The Winged Gorgoneion is a bronze shield decoration from the first half of the 6th century BC, which served as an apotropaion on a shield. It was found during the excavations at Olympia and is now in the Archaeological Museum of Olympia (inventory number B 110).

== Description ==
The gorgoneion was found by the north wall of the stadion. The diameter of the central hub with the head of Medusa on it measures 34 cm, while the total diameter is 81.5 cm.
The central hub is entirely taken up by the head of the gorgon and her hair of snakes. The eyes were probably inset with bone and were probably ringed by marked eyelids. The open mouth is clearly marked off from the chin and jowls by a pair of bulging lips. Under the chin there are traces which probably mark the remains of a soldered beard. The Gorgon's bared teeth, tusks and tongue hanging from her mouth would be intended to increase the deterrent effect of the symbol.
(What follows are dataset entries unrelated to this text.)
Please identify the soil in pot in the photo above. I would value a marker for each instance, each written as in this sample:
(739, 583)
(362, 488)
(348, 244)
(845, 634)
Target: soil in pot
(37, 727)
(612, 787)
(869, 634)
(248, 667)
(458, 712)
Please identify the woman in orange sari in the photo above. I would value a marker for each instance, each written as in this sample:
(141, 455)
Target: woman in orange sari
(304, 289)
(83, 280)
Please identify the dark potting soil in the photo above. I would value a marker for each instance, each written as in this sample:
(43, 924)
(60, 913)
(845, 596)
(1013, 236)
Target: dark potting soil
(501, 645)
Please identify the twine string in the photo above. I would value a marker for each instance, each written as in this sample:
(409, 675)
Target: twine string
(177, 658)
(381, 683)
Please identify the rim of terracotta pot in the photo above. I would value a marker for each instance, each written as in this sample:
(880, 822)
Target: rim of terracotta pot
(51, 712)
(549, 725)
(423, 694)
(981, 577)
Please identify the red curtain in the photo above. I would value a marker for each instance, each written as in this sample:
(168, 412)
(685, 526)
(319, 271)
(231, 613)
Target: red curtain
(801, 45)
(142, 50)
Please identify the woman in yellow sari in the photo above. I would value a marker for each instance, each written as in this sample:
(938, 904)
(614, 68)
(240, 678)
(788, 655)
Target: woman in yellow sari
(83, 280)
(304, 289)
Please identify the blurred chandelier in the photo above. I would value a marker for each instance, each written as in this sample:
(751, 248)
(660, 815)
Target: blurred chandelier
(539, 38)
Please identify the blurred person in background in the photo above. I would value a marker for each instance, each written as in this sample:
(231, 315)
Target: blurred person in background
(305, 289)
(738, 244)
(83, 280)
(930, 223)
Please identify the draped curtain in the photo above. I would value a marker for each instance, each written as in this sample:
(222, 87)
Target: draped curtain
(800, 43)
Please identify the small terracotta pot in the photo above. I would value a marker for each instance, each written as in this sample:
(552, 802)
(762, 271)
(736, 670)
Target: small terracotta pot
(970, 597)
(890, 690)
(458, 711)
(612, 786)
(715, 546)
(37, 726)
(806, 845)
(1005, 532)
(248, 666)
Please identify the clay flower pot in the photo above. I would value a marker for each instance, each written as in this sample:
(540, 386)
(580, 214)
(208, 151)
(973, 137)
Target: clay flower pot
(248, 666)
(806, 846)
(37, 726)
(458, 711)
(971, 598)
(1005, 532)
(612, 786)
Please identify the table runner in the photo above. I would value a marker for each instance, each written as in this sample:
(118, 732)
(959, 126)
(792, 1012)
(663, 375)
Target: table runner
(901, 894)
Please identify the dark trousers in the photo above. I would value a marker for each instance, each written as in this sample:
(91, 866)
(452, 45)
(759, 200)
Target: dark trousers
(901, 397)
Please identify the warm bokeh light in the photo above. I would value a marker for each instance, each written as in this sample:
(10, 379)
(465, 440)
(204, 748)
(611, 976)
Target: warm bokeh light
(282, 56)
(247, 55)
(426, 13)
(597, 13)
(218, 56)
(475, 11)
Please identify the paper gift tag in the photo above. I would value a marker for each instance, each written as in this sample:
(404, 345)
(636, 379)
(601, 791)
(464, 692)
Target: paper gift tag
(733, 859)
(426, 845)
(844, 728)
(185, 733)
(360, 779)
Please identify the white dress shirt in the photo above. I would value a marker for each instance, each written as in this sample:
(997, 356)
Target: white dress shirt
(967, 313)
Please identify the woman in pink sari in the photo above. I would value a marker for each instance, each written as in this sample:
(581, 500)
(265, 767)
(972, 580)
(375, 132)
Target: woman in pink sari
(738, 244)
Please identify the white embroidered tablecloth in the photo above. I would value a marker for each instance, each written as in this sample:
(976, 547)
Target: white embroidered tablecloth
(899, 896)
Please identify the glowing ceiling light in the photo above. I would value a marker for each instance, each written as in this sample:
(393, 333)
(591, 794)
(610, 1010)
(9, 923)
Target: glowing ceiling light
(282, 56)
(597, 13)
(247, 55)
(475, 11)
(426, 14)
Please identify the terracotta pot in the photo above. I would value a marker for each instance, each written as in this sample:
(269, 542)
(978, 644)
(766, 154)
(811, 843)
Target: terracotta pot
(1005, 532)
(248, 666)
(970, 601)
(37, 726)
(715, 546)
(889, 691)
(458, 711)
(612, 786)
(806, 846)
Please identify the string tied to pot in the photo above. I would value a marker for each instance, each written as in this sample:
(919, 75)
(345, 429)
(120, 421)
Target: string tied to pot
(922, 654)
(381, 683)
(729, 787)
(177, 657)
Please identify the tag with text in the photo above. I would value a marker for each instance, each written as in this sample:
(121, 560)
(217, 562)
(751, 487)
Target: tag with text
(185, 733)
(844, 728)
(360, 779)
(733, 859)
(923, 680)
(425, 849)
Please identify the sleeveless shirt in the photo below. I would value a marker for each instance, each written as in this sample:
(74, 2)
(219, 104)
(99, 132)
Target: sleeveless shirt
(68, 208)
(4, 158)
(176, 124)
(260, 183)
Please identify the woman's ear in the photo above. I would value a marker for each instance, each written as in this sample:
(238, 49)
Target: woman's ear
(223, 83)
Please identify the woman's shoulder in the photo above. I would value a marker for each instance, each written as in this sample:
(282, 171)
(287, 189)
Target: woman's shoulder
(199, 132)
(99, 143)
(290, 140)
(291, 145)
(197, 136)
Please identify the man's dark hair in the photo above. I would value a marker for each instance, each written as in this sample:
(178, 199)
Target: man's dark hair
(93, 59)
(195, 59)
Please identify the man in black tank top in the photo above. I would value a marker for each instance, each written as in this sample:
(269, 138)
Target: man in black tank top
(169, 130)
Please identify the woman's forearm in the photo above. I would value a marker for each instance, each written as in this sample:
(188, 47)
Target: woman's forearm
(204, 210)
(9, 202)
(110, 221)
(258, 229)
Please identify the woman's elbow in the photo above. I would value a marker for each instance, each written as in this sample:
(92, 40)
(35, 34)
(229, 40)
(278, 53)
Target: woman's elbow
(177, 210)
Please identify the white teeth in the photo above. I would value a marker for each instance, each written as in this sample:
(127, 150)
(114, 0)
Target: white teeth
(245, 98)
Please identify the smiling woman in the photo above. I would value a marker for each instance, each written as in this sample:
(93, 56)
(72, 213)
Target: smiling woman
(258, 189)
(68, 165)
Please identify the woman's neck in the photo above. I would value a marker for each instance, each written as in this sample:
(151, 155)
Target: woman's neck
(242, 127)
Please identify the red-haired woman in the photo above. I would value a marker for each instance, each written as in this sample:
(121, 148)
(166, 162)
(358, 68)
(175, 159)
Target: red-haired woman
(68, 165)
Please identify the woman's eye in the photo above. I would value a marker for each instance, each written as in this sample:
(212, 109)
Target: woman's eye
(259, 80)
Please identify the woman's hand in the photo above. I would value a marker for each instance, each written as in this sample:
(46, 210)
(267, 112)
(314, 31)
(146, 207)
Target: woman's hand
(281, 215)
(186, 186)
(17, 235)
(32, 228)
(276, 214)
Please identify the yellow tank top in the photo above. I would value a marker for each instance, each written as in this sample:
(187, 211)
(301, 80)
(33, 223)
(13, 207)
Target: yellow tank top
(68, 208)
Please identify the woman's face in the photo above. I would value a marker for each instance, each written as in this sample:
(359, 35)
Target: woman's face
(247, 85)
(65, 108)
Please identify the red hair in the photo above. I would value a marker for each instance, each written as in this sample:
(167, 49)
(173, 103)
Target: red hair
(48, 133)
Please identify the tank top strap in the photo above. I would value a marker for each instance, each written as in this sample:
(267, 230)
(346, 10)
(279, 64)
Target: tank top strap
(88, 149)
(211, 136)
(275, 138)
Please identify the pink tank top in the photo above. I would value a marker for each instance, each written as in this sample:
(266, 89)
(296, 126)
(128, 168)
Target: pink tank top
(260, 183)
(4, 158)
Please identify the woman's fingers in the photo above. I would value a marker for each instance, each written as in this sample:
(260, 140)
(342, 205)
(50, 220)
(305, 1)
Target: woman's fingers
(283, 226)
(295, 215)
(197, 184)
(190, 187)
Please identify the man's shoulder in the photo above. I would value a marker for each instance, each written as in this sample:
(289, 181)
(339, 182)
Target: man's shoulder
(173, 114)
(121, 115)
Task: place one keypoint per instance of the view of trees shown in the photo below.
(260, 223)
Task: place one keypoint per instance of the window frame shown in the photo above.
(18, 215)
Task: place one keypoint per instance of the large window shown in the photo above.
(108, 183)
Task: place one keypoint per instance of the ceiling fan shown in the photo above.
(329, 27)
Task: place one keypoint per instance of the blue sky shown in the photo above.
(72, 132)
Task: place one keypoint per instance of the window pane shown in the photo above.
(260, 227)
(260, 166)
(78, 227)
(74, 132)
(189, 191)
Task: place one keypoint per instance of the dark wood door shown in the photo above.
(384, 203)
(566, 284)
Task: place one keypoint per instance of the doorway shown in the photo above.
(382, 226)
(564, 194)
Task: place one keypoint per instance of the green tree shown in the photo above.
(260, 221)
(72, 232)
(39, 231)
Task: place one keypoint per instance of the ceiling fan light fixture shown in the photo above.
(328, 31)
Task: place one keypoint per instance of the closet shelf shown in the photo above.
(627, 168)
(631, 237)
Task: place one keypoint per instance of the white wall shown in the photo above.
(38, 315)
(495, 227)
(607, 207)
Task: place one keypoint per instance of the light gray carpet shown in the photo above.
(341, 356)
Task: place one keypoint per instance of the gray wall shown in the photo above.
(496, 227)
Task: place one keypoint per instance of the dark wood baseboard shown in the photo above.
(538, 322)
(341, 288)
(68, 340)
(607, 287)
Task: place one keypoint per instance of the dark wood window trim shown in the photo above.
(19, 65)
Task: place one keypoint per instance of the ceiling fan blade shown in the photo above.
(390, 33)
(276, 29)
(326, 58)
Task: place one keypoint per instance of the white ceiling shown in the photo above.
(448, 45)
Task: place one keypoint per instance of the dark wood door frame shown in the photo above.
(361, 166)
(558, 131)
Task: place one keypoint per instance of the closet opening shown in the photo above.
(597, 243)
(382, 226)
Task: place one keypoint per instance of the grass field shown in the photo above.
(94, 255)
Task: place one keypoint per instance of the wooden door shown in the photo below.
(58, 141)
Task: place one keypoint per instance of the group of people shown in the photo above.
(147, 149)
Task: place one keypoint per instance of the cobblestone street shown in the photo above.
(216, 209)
The hub is surrounded by three sickle-shaped wings, one of which did not survive and has been restored with a modern replica.

The location of the gorgoneion's creation is unclear.

==Context ==

Shield decorations with various images, including animal heads, plants, ornaments or later gorgoneia, are known from the 8th century BC from battle scenes on Late Geometric Attic vases and literary descriptions. Actual shield decorations of the Archaic period have been found most notably at Olympia; these are bronze sheets into which designs have been hammered or engraved. With the development of Greek religion from the 6th century BC, the belief in the power of apotropaia dwindled and as a result shield decorations cease to be attested from the fifth century BC.

== Sources ==
- Hanna Koenigs-Philipp. "Geflügeltes Gorgoneion" in Alfred Mallwitz, Hans-Volkmar Herrmann (ed.). Die Funde aus Olympia. Deutsches Archäologisches Institut, Athens 1980, p. 108.